Sempre conheci, e me apaixonei, desde que vi o primeiro, dos seus trabalhinhos
em madeira. Com uma navalhinha, ia debulhando a peça em bruto, e dali nasciam alfaias
agrícolas em miniatura, pequenos apetrechos da vida mundana que os seus olhos
iam absorvendo e cristalizavam com o seu engenho. Isso ou bonecos sarrafeiros
com grandes pilas, com mangalhos que arrastavam pelo cháo. Uma vez ofereceu-me
uns sapatinhos de madeira do tamanho de
um dedal que têm estado sempre no meu carro. Gosto de olhar para eles e
lembrar-me da nossa amizade.
A sua obra maior que eu adquiri
foi no São Marcos de há 2 ou 3 anos, um cristo cruxificado absolutamente
magnífico que dormiu imenso tempo por cima do nosso leito enquanto dormíamos, e
agora deu lugar a uma reprodução de um Van Gogh lindíssimo, o meu pintor de
eleição, que retrata um casal de agricultores que descansa sobre a palha, Muito
apropriado, portanto.
Pediu-me já não sei bem se 10,
15, ou 20 euros. Muito menos que aquilo que eu sabia que valeria para mim
sentimentalmente, e poderia vir a valer num futuro que é agora. Hoje, para mim,
não tem preço.
No funeral da sua esposa, no
cemitério de Marvão, recordo-me que o apanhei quando saia, após o corpo ter
sido devolvido à terra, e quando lhe disse “sinto muito”, disse que sim com a
cabeça, como se estivesse a fazer um esforço para perceber a minha
solidariedade, mas como se já tivesse entrado num transe que o haveria de levar
a deixar de estar neste mundo… em paz, respeitando a ordem natural das coisas.
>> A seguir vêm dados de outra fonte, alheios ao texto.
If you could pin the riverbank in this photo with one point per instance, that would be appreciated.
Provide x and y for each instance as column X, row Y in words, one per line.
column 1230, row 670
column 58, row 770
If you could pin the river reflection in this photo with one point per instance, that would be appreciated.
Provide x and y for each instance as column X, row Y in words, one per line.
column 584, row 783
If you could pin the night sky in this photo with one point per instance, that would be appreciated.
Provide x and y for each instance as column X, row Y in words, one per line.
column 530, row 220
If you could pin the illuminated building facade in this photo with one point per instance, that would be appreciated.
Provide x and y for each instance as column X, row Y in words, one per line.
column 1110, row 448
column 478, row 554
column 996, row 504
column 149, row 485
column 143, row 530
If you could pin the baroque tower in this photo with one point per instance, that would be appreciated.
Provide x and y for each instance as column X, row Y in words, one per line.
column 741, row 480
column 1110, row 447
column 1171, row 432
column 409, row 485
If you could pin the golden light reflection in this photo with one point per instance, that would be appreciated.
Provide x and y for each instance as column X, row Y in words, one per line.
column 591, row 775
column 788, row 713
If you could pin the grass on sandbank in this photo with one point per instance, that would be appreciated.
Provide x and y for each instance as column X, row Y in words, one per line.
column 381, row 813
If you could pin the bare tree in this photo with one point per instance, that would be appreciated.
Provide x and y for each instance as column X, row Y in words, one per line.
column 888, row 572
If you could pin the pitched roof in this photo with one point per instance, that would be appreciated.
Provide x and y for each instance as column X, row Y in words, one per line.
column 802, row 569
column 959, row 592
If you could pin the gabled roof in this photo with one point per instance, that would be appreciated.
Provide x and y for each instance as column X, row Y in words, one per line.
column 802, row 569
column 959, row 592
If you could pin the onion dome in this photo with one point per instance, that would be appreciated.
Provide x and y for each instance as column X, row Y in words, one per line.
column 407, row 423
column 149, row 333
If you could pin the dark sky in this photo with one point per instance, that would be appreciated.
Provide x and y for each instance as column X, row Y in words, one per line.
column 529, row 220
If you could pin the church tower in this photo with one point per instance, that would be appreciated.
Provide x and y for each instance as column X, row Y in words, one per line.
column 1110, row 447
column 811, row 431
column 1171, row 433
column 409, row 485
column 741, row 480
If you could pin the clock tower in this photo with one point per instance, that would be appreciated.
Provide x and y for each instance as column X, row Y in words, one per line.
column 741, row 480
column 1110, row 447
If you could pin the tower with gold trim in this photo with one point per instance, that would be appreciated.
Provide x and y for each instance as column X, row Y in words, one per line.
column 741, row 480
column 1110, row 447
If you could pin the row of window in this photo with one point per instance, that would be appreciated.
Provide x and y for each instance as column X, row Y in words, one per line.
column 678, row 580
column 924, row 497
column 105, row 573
Ontem, ao balcão das finanças,
enquanto trabalhava, comentei a sua partida com o seu vizinho Michael Ibelings,
da Quinta da Saimeira, que ele ternamente chamava por “Mgúúúel”. Sentindo-me
próximo dele, mais ainda depois do nosso relacionamento no movimento político “Marvão
para Todos”, das últimas eleições, abordei a partida trágica e súbita do Tio Zé,
como por aqui descrevo. Apesar de saber que é estrangeiro, e não tão dado a
mostrar as suas emoções quanto nós, portugas, o Miguel não conseguiu esconder a
emoção que deixou transparecer no brilho dos olhos quando abordou os passeios que
davam juntos, e aquilo que lhe conseguiu mostrar.
A vida… é dar, e receber.
E há algo que não se explica, mas
se traduz numa paz de alma indescritível quando sentimos que fizemos o bem.
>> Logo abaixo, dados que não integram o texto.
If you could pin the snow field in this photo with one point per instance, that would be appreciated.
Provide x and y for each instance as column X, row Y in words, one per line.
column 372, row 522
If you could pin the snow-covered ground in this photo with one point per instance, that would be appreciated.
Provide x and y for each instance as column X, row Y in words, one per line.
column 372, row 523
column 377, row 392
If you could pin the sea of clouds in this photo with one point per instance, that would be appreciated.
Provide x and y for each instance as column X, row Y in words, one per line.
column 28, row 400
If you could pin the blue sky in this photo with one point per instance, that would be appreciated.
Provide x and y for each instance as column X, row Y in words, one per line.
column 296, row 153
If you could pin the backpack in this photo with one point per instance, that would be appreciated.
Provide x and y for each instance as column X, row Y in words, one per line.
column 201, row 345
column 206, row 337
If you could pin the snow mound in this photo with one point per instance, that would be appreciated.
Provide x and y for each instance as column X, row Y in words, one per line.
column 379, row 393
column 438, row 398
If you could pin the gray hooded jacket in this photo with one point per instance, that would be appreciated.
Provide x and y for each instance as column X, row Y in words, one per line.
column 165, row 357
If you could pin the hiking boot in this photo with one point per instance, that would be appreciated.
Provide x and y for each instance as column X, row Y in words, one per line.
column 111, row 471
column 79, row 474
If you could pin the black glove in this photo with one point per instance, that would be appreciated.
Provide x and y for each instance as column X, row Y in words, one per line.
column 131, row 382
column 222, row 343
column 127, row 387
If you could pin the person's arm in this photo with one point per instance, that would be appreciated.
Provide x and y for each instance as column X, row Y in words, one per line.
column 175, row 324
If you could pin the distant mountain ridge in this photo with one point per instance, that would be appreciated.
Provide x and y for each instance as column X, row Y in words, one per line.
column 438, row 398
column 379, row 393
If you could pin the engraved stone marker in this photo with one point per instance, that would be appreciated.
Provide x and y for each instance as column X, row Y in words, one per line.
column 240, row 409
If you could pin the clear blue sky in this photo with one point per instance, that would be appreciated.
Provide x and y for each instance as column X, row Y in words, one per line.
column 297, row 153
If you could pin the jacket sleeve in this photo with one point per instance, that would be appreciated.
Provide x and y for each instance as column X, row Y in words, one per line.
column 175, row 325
Essa é a minha grande busca.
Que descanse em paz…
Ao neto André Babinha, à filha Dionísia,
e ao genro Vicente Ribeiro, envio um beijo enorme e as maiores condolências.
Na dor, nunca se esqueçam: não é
para sempre. Nós todos estamos em contagem decrescente. Vamos todos desfrutar do
tempo que ainda temos. Esse fim está sempre certo.
1 comentário:
Obrigado Pedro pela bela homenagem. Zé Bráz era uma pessoa especial.